RuntimeError: params[0] in this process with sizes [253991, 1024] appears not to match sizes of the same param in process 0

I am fine tuning masked language model from XLM Roberta large on google machine specs. I have extended vocabulary by adding extra tokens.

I am using pre-trained Hugging face model.

I launch it as train.py file which I copy inside docker image and use vertex-ai ( GCP) to launch it using Containerspec

machineSpec = MachineSpec(machine_type=“a2-highgpu-4g”,accelerator_count=4,accelerator_type=“NVIDIA_TESLA_A100”)

python -m torch.distributed.launch --nproc_per_node 4 train.py --gradient_accumulation_steps 16 --per_device_train_batch_size 4 --optim adamw_hf --tf32 --bf16"])

device = torch.device('cuda') if torch.cuda.is_available() else torch.device('cpu')

Traceback (most recent call last):\n', ' File "train.py", line 215, in <module>\n trainer.train()\n', ' File "/opt/conda/lib/python3.7/site-packages/transformers/trainer.py", line 1258, in train\n model = self._wrap_model(self.model_wrapped)\n', ' File "/opt/conda/lib/python3.7/site-packages/transformers/trainer.py", line 1088, in _wrap_model\n **kwargs,\n', ' File "/opt/conda/lib/python3.7/site-packages/torch/nn/parallel/distributed.py", line 641, in __init__\n dist._verify_params_across_processes(self.process_group, parameters)\n', 'RuntimeError: params[0] in this process with sizes [253991, 1024] appears not to match sizes of the same param in process 0.\n'

torch==1.11.0+cu113

torchvision==0.12.0+cu113

torchaudio==0.11.0+cu113

transformers==4.17.0

Using GPU in script?: Yes

Using distributed or parallel set-up in script?: Yes

Who can help

@sgugger

Models:

  • Roberta-xlm-large

Library:

Information

Model I am using (Bert, XLNet …):

The problem arises when using:

  • [ ] my own modified scripts: (give details below)

The tasks I am working on is:

  • [ ] my own task or dataset: (give details below)

To reproduce

Steps to reproduce the behavior:

tokenizer = tr.XLMRobertaTokenizer.from_pretrained("xlm-roberta-large",local_files_only=True)
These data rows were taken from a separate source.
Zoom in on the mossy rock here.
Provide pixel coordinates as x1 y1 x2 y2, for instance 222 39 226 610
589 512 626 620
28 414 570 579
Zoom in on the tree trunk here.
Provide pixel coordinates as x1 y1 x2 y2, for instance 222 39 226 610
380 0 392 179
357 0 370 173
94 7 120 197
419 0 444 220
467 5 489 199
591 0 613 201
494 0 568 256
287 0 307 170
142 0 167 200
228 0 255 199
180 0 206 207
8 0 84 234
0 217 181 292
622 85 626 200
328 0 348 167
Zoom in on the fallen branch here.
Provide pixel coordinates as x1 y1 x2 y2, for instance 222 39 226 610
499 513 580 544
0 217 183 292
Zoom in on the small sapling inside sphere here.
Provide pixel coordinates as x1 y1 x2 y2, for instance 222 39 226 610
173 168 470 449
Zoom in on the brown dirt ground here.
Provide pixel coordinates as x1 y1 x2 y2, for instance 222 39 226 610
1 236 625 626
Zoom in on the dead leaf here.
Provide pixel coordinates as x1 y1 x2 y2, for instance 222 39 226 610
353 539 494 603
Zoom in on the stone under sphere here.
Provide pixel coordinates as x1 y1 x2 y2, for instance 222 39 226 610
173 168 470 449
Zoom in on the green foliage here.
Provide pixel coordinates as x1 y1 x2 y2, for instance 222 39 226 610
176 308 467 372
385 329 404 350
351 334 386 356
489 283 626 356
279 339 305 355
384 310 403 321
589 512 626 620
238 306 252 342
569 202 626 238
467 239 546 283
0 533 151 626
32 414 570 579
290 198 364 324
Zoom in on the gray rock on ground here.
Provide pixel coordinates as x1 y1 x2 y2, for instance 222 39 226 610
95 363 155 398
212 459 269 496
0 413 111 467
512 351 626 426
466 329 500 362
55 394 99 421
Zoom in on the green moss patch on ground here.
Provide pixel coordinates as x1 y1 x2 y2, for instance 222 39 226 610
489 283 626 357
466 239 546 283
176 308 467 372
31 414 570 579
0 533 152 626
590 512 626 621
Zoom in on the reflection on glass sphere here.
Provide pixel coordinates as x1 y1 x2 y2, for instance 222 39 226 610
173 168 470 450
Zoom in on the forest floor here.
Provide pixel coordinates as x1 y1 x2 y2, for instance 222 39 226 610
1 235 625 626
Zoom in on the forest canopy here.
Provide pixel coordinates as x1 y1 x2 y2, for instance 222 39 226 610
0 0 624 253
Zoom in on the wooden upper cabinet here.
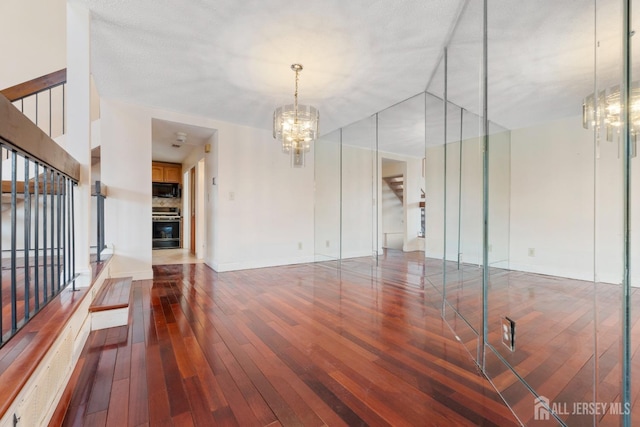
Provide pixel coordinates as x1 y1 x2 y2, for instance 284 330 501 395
151 165 164 182
163 166 182 183
152 161 182 184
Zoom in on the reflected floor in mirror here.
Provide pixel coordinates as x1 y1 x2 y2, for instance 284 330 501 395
58 253 517 426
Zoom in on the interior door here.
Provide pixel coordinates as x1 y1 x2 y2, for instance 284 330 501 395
190 167 196 254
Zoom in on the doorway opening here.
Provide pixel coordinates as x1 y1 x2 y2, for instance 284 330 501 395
381 158 406 250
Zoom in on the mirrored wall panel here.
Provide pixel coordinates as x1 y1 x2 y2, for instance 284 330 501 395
631 0 640 423
441 0 485 362
340 115 377 271
314 129 341 263
312 0 636 423
424 91 446 300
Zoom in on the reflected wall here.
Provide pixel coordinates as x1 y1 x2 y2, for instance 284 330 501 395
314 130 340 262
341 116 377 265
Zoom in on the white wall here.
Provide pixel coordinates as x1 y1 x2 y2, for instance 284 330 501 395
214 123 314 271
509 115 595 281
425 114 640 287
423 130 509 268
341 144 374 258
510 114 640 286
66 2 92 276
99 98 315 276
426 116 595 278
425 144 445 259
181 139 213 259
206 137 218 267
0 0 66 89
196 159 205 259
488 130 510 268
427 137 486 265
313 133 340 260
100 99 152 279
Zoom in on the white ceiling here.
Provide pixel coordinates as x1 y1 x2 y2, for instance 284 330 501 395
151 119 215 163
77 0 637 160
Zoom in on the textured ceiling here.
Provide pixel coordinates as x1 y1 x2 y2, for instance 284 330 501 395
77 0 636 160
151 119 215 163
80 0 462 135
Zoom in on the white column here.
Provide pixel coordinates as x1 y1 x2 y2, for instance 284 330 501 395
66 3 92 280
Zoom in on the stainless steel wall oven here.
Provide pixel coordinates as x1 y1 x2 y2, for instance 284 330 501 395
152 207 181 249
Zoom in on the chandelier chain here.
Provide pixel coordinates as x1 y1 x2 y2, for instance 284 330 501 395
294 69 299 124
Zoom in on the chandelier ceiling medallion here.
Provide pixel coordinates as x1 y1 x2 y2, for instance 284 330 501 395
273 64 319 167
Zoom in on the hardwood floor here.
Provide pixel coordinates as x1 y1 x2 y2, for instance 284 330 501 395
57 251 640 426
421 262 640 426
59 255 517 426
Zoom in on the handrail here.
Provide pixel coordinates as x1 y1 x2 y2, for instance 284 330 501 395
0 93 79 181
0 69 66 102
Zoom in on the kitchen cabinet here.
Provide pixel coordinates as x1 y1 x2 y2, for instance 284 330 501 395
152 161 182 184
152 165 164 182
164 166 182 183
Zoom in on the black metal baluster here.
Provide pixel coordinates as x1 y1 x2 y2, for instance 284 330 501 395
96 182 102 262
61 176 66 285
56 173 61 292
67 178 71 283
50 169 55 298
71 181 76 290
23 157 30 321
65 177 69 285
10 151 17 332
64 177 69 285
100 191 105 258
34 163 40 310
43 167 48 303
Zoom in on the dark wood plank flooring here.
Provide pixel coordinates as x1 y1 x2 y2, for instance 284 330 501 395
418 261 640 425
59 255 517 426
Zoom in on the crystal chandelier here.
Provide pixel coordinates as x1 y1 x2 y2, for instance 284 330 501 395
583 83 640 144
273 64 319 167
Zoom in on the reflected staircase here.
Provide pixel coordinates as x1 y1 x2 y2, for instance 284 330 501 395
382 174 426 207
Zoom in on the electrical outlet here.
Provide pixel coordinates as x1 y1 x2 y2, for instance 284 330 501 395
229 192 235 201
528 248 535 257
298 242 303 250
326 240 330 248
502 316 516 351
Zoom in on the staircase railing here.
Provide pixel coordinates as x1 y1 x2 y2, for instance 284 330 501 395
0 82 79 347
92 181 107 262
1 69 66 139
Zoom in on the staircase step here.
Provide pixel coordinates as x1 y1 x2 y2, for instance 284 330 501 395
89 277 133 313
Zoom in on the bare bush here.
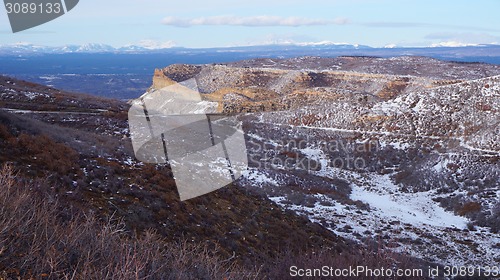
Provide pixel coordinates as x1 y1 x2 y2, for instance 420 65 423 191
457 202 482 216
0 165 258 280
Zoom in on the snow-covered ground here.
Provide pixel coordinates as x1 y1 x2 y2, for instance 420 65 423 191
350 177 467 229
252 166 500 267
242 128 500 267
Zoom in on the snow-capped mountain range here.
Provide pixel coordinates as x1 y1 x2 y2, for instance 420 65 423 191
2 42 500 56
0 43 161 54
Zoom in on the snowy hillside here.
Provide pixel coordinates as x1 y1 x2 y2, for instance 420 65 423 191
141 56 500 268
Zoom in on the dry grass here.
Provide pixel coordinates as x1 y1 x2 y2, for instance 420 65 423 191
0 165 259 280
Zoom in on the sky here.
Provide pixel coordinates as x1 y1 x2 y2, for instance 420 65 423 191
1 0 500 48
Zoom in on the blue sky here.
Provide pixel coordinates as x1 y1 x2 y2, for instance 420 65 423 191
1 0 500 48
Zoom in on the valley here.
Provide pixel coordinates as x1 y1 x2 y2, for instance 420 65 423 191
0 55 498 278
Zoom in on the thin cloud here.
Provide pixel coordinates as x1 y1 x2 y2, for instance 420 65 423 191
363 21 500 32
363 22 426 28
161 15 350 27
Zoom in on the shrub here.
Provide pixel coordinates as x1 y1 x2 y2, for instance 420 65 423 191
457 202 482 216
0 123 12 140
5 133 79 174
0 165 257 280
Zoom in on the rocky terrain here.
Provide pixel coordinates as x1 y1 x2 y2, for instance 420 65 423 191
150 56 500 268
1 55 498 278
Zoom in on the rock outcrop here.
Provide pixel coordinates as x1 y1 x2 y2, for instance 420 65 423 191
147 56 500 114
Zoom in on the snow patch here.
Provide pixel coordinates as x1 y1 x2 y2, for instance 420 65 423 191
243 169 279 186
351 185 467 229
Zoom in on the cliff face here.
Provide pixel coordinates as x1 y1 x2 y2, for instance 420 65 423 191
150 66 408 114
152 68 176 89
152 65 204 90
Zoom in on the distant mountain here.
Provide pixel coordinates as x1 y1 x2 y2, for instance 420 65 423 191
0 42 371 54
0 43 149 54
59 43 117 53
1 43 500 64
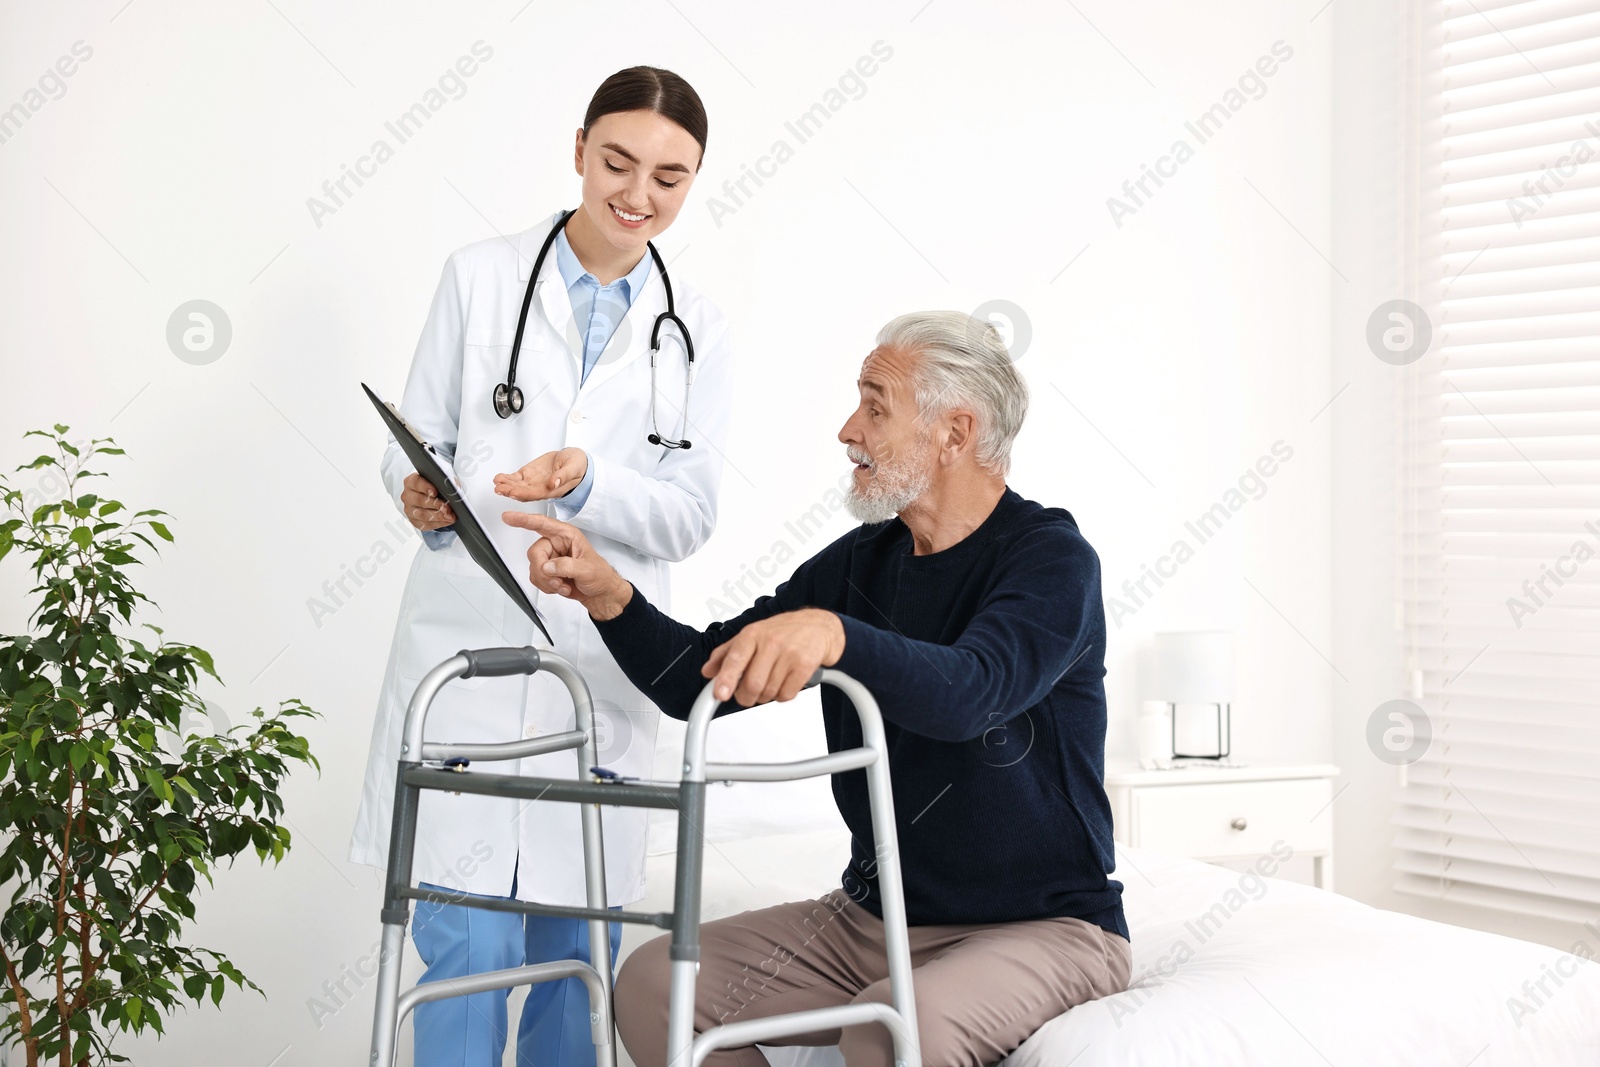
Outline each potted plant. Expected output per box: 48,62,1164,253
0,426,320,1066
tokenizer.add_tokens(joined_keywords)

tokenizer_org = tr.XLMRobertaTokenizer.from_pretrained("xlm-roberta-large",local_files_only=True)

model = tr.XLMRobertaForMaskedLM.from_pretrained("xlm-roberta-large", return_dict=True,local_files_only=True)


# add embedding params for new vocab words
model.resize_token_embeddings(len(tokenizer))
weights = model.roberta.embeddings.word_embeddings.weight


    
# initialize new embedding weights as mean of original tokens
with torch.no_grad():
    emb = []
    for i in range(len(joined_keywords)):
        word = joined_keywords[i]
        # first & last tokens are just string start/end; don't keep
        tok_ids = tokenizer_org(word)["input_ids"][1:-1]
        tok_weights = weights[tok_ids]

        # average over tokens in original tokenization
        weight_mean = torch.mean(tok_weights, axis=0)
        emb.append(weight_mean)
    weights[-len(joined_keywords):,:] = torch.vstack(emb).requires_grad_()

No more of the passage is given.